Entlastung, aber auch Risiken

Die Studie der Dak, für die sie mit Forschungsinstituten kooperiert, hat den Vorteil, dass sie einen Vorher-Nachher-Vergleich anstellen kann. Die erste Befragung wurde zwischen Dezember und Januar durchgeführt. Während der Corona-Krise wiederholte die Krankenkasse die Studie von April bis Mai. Beide Male wurden jeweils 7.000 Beschäftigte befragt.

Das Fazit: Die Corona-Krise hat bei über 50 Prozent der Betriebe zu einer sprunghaften Zunahme von digitalen und mobilen Arbeitsformen (Homeoffice, Telearbeit, Videokonferenzen) geführt.
Viele Betriebe –auch solche, die bis dahin nicht zu den „Vorreitern“ im Bereich digitaler Arbeitsformen gehörten –haben kurzfristig die entsprechenden technischen und organisatorischen Voraussetzungen geschaffen.
Die Befragung der Beschäftigten zeigt, dass es dabei meist nicht zu größeren Problemen gekommen ist.
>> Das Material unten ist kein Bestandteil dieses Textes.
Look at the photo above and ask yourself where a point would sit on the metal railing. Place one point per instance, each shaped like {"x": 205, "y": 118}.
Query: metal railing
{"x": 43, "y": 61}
Die Krise hat somit gezeigt, dass Deutschland im Bedarfsfall zu einer raschen und erfolgreichen Anpassung im Bereich digitaler Arbeitsformen in der Lage ist.
Deutlich wird jedoch auch, dass ein Teil der Beschäftigten auch Nachteile sieht, weil z.B. die Kontaktmöglichkeiten zu Kolleg*innen und Vorgesetzten erschwert, Arbeitsmaterialien nicht greifbar oder zu viele Ablenkungen vorhanden sind.
Viele Beschäftigte –bei den Befragten, die in der Corona-Krise regelmäßig im Homeoffice gearbeitet haben, sind es zwischen 49 und 54 Prozent –sind sich sicher, dass sie auch nach der Krise weiter die Möglichkeit haben wollen, zumindest einen Teil der Arbeitszeit im Homeoffice zu arbeiten.
Entscheidend für den Wunsch nach Fortsetzung des Homeoffice sind die erlebten Vorteile in Bezug auf die eigene Arbeitsproduktivität und die Work-Life-Balance (z.B. Vereinbarkeit von Beruf und Familie).